Poi aggiunge che lei non crede in alcuna probabilità di accordo
tra i due popoli, che gli ebrei sono tutti traditori, che va bene fare
la pace, ma perché a sue spese? E che riprendersi la terra rubata
dai sionisti è molto più importante della vita dei suddetti
o della sua stessa. E che, purtroppo, l'hanno presa prima che potesse
esplodere, però...
Poco importa che avessi letto la sua storia vera, quella per la quale
era stata processata (niente di particolarmente patriottico, si era data
al martirio per una storia di amore contrastato dalla famiglia e poi all'ultimo
momento, quando era già pronta , vestita con la cintura esplosiva
con l'aggiunta di 35 chili di chiodi, ha cambiato idea ed è stata
arrestata ), a quel punto non ce l'ho fatta più.
Ho spiegato
alle ragazze che mi attendevano per chiacchierare (compresa la madre del
bambino appena tornata dal pediatra) che ero stanca e che "sarà
per la prossima volta". Alcune mi sono sembrate persino deluse.
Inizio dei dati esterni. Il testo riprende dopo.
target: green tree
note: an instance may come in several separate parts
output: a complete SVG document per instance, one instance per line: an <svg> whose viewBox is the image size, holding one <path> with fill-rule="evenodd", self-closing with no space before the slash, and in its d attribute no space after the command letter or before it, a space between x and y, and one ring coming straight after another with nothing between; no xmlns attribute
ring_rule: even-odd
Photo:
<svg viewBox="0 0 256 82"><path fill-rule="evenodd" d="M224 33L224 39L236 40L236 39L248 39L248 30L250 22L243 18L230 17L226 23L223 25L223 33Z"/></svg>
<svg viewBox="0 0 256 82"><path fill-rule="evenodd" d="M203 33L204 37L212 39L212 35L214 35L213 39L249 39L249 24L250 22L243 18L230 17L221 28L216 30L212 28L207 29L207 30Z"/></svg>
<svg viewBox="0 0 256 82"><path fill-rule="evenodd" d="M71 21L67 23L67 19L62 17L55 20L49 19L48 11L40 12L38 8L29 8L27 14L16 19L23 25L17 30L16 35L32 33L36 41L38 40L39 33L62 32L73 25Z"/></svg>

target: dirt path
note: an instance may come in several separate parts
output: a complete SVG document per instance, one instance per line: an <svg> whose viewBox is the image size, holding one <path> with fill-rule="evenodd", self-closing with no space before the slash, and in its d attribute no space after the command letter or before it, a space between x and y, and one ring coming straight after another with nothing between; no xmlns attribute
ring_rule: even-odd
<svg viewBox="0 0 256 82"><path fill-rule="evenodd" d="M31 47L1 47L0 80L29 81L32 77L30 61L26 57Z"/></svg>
Poi
ho promesso di spedire l'intervista a una delle martiri e mi sono segnata
con cura il suo numero di cellulare al campo profughi (tra pochi mesi
sarà libera).
Il mio non gliel'ho dato; non mi sembrava il caso, viste le circostanze.
Sono ottimista, ma non pazza.
Fuori, mai ho tanto goduto l'improvvisa pioggia come quel giorno, e più
tardi, a casa, il mio letto dove ho dormito, quella notte di metà
gennaio, per ben 14 ore di fila, senza un sogno.